You are a non-Samsung Android power user prioritizing audio fidelity. AAC performance on non-Samsung Android sources has been described by sspai.com as falling short of price-point expectations. The Sony WF-1000XM6 at $329 delivers LDAC regardless of source device, true multipoint across two devices, and 8 hours of ANC-on battery. The $80 premium is justified for platform-agnostic buyers.
You want audiophile-grade sound without ecosystem dependency. The Denon PerL Pro is the alternative worth examining: personalized acoustic profiling without the Samsung prerequisite.
One quality control note worth flagging: white noise and hiss on transparency mode has appeared in community reports across multiple ownership threads. Current evidence points to a batch-specific QC variance rather than a universal hardware defect, but buyers should verify unit behavior within the return window.
Pros and Cons
- 5.1g per earbud — lightest in its competitive tier
- SSC-UHD 96kHz Hi-Fi codec delivers audiophile-grade audio on Samsung devices
- ANC improved 5-10dB over Galaxy Buds3 Pro at 500Hz-1.1kHz (SoundGuys: 84% attenuation)
- Best-in-class transparency mode (Android Police)

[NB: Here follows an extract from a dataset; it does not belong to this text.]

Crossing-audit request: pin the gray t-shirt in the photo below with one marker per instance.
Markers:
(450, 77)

- IP57 water resistance: full submersion rated, not just splash-resistant
- Bluetooth 6.1 with LC3 codec support
- SSC-UHD, hearing aid mode, and adaptive ANC locked to Samsung ecosystem only
- AAC performance underwhelms non-Samsung Android users at the $249 price point
- No multipoint connection (Sony WF-1000XM6 supports two simultaneous devices)
- White noise on transparency mode reported in a subset of units (batch QC issue)

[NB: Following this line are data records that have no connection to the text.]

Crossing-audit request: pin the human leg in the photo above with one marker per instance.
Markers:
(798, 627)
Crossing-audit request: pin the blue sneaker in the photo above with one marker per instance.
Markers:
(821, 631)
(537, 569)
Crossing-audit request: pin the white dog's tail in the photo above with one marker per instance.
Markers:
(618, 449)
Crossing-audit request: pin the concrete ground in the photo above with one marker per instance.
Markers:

- Real-world SSC-UHD battery: ~4h 57m vs. 6h official claim (sspai.com)
Frequently Asked Questions
Is the Galaxy Buds4 Pro good for non-Samsung users?
For non-Samsung users, the Galaxy Buds4 Pro is a harder sell. The SSC-UHD 96kHz codec that powers the best sound experience is exclusive to Samsung devices. On iPhone or non-Samsung Android, you are limited to AAC, which delivers sound quality that does not justify the $249 price. Sony WF-1000XM6 at $329 or AirPods Pro 3 at $249 are better-optimized options for non-Samsung users.
How good is the ANC on the Galaxy Buds4 Pro?
The ANC on the Galaxy Buds4 Pro is very good. SoundGuys measured 84% average attenuation across frequencies, and the five-level adjustment system gives users fine-grained control. It improves 5-10dB over the Galaxy Buds3 Pro in the critical 500Hz-1.1kHz midrange band where ambient noise is most fatiguing. It is not class-leading (Bose QuietComfort Ultra earns that), but it is competitive with AirPods Pro 3 at the same price.
What is the battery life of the Galaxy Buds4 Pro?
Samsung rates the Galaxy Buds4 Pro at 6 hours with ANC on and 7 hours with ANC off, with the case extending total use to 26 or 30 hours respectively. Real-world testing at maximum quality (SSC-UHD 96kHz) shows approximately 5 hours of continuous playback, slightly below the official claim. USB-C fast charging and Qi wireless charging are both supported.
Does the Galaxy Buds4 Pro support multipoint connection?
No. The Galaxy Buds4 Pro does not support true multipoint connection, meaning you cannot be simultaneously connected to two devices such as a laptop and a phone at the same time. This is a notable omission at the $249 price point, where competitors like the Sony WF-1000XM6 offer this feature.